The following is a brief introduction to flag bits.

• FIN: indicates whether this frame is the last frame of a message.
• RSV1.RSV2.RSV3: The value is 0 if there is no extension to define these extra flag bits.
• opencode: A 4-bit hexadecimal number represents the type of transmission frame.
  • x0: This is a subsequent frame.
  • x1: indicates that this frame transmits text.
  • x2: indicates that this frame transmits binary content.
  • x8: indicates that a connection is closed.
  • x9: indicates a ping.
  • xA: indicates a pong.
  • The remaining values are reserved options. Currently, if the flag bit is X8, X9, or xA, the frame is a control frame.
• PayLoad Length: represents the net load length of this frame. If the length is greater than 127, a subsequent extension of 16 or 64 bits is required. If the flag bit indicates a length of 126, the following 16 bits are used to indicate the length. If the flag bit value is 127, the following 64 bits are used to indicate the length. So the length is either less than or equal to 125, or 126 plus 16 bits, or 127 plus 64 bits.
• Masking-key: When the client sends a frame to the server, this flag is used to mask the net load.
• Payload Data: The load clearing portion of the frame. Can actually be divided intoExtention DataandApplication Data(in order), but if the negotiation does not make any extension, thenExtention DataLength is 0. I don’t want to distinguish between the two.

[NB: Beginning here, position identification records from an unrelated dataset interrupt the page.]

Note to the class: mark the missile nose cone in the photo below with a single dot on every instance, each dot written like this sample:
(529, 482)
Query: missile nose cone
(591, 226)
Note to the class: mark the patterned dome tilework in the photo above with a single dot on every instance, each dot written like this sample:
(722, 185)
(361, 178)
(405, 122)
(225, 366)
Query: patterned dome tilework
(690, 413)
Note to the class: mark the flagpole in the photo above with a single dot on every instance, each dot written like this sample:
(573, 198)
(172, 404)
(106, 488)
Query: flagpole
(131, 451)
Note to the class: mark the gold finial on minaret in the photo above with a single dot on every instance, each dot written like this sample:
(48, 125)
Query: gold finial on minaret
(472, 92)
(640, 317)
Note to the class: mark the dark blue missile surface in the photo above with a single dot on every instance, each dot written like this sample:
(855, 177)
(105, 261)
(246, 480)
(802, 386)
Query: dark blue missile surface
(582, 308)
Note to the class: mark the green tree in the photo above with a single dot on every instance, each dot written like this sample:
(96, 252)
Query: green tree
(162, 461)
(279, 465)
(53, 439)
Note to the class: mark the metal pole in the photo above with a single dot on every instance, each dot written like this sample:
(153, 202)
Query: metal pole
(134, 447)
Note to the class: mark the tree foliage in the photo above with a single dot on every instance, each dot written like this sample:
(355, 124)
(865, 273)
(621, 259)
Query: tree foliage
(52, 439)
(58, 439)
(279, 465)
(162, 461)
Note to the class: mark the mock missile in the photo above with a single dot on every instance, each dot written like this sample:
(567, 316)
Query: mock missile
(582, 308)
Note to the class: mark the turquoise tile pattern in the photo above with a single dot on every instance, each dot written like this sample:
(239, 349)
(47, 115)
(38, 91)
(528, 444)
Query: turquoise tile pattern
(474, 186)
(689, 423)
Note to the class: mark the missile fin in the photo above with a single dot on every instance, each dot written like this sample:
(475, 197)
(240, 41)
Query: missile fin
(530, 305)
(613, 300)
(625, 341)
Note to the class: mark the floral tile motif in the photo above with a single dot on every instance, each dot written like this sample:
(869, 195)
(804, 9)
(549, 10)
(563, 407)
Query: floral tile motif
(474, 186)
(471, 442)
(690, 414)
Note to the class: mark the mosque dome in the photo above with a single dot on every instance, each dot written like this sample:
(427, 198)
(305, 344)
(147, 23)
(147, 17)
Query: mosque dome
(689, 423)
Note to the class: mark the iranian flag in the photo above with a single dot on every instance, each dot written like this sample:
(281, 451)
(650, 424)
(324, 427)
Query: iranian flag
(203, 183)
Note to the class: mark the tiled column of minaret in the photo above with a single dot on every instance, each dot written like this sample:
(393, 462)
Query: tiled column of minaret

Part of RFC 6455 frame format is as follows:

1. If there are no frames, thenFin= 1 andopencode! = 0.
2. The frame message contains: header frame (Fin= 0,opencode! =0), middle (Fin= 0,opencode=0), endframe (Fin= 1,opencode= 0). In the case of only two frames, there are only the first and last frames.
3. The message sender must send frames in an ordered order. Unless the extension of the protocol specifies how to process out-of-order frames.
4. In order to ensure that the other party can respond to the control frame in time, so the control frame can be inserted in the general message frame sent.
5. The control frame is not allowed to split frames.
6. Regardless of how both parties extend the WebSocket protocol, both parties must be able to handle receiving framed and unframed messages.
7. The sender can frame the message at any block size.
8. All frames in a message must be of one frame type, either binary or text.

WebSocket event

WebSocket defines what action should be taken when a connection is established, a message is received, an error occurs, and the connection is closed.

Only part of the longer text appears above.